Keeping "mean = variance" in mind lets you decide already from a histogram whether Poisson alone is good enough or whether additional structure is needed.
Check 1 — Mean, variance, standard deviation
Use the formulas directly to read off the mean, variance, and standard deviation.
Q1. What is the mean of a Poisson distribution with λ = 4?
For Poisson, E[X] = λ, so the mean is 4.
Q2. What is the variance for the same λ = 4?
For Poisson, the variance is also λ, not just the mean. Here the variance is 4 as well.
Q3. For λ = 9, what is the standard deviation σ = √λ?
σ = √9 = 3.
Absolute spread grows, relative spread (coefficient of variation) shrinks
A distribution with larger λ looks wider in the bar chart. Indeed, the standard deviation √λ grows together with λ.
But the mean grows at the same time, so in the sense of standard deviation / mean = 1 / √λ, the relative spread (the coefficient of variation) actually shrinks.

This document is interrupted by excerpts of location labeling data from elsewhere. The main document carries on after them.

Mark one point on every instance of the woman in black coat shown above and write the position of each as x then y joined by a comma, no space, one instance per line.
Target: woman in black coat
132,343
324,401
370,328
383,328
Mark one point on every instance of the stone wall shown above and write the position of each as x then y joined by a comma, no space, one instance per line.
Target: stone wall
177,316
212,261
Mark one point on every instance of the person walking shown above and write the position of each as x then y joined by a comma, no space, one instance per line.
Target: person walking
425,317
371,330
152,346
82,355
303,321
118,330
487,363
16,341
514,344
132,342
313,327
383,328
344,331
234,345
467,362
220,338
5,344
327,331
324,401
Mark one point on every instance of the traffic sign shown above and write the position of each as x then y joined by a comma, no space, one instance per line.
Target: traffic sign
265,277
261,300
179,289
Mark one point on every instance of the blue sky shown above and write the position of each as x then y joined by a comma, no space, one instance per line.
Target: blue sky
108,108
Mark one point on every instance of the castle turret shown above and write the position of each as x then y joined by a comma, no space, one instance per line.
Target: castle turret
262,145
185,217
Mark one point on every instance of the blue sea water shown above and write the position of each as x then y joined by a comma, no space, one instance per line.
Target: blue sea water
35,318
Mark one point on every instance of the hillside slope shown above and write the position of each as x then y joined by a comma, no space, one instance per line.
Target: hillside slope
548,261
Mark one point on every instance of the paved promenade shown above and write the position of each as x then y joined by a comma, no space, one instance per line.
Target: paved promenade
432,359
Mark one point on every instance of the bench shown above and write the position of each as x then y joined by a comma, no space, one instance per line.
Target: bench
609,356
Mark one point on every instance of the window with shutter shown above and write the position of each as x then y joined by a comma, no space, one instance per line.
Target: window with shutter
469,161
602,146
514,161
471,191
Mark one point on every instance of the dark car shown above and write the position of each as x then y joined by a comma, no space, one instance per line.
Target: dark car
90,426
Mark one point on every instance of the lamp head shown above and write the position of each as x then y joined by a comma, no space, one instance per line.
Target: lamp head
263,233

From here on we call this quantity the "relative spread" or the "coefficient of variation." That is why the shape looks smoother as the counts get larger.
Check 2 — Absolute spread vs. relative spread (coefficient of variation)
As λ grows, the absolute spread grows too, but the relative spread (coefficient of variation) 1 / √λ shrinks.
Q1. Comparing λ = 1 with λ = 9, which bar chart has its center further to the right?
λ is itself the mean count, so a larger λ pushes the center further to the right.
Q2. Comparing λ = 2 with λ = 8, which has the smaller relative spread in the sense of standard deviation / mean = 1 / √λ (the coefficient of variation)?
The relative spread (coefficient of variation) is 1 / √λ, so it shrinks as λ grows.
Key takeaways from this chapter
- For Poisson, both the mean and the variance are
λ. - The standard deviation is
√λ, so the absolute spread grows with λ. - On the other hand,
standard deviation / mean = 1 / √λ, so the relative spread (coefficient of variation) shrinks. - If variance / mean drifts far from 1, suspect that Poisson alone is not enough.